RQ1 (Reduction Rate) and RQ2 (Execution Time)

Program Subjects:

We borrowed the evaluation dataset that includes 286 subjects from existing work InPreSS, which includes 278 failures from six projects of the popular Defects4J benchmark (download here) and 8 large client-library project pairs with upgrade failures from LibRench (download here).

Results:

Detailed information about the experimental results is provided in the file linked below. The file includes two tabs, “RQ1-Reduction Rate” and “RQ2-Time”, each showing results for all 286 subjects, grouped by project.

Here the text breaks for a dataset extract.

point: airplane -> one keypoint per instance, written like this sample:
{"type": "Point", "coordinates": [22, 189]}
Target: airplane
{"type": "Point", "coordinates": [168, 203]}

The “RQ1-Reduction Rate” tab shows slice sizes and reduction rates achieved by the DualSlice, InPreSS, CoReXI, and CoReX slices, with results reported separately for the old and new program versions. For comparison, we also include the size of the entire trace and the synchronized slice on this trace.

The “RQ2-Time” tab shows the runtime measurements (in minutes) for DualSlice, InPreSS, CoReXI, and CoReX. We separate the tools’ runtime into that for the slicing and slice summarization.


RQ3 (Alignment with Developers’ Selections)

Program Subjects:

We used code samples used in the user study.

Results:

The raw data obtained in this study cannot be shared because of privacy issues. However, we have provided the Precision, Recall, and F-Measure for each developer’s selection across all five slices: Sync.Slice, DualSlice, InPreSS, CoReXI, and CoReX. These values are available in the file linked below.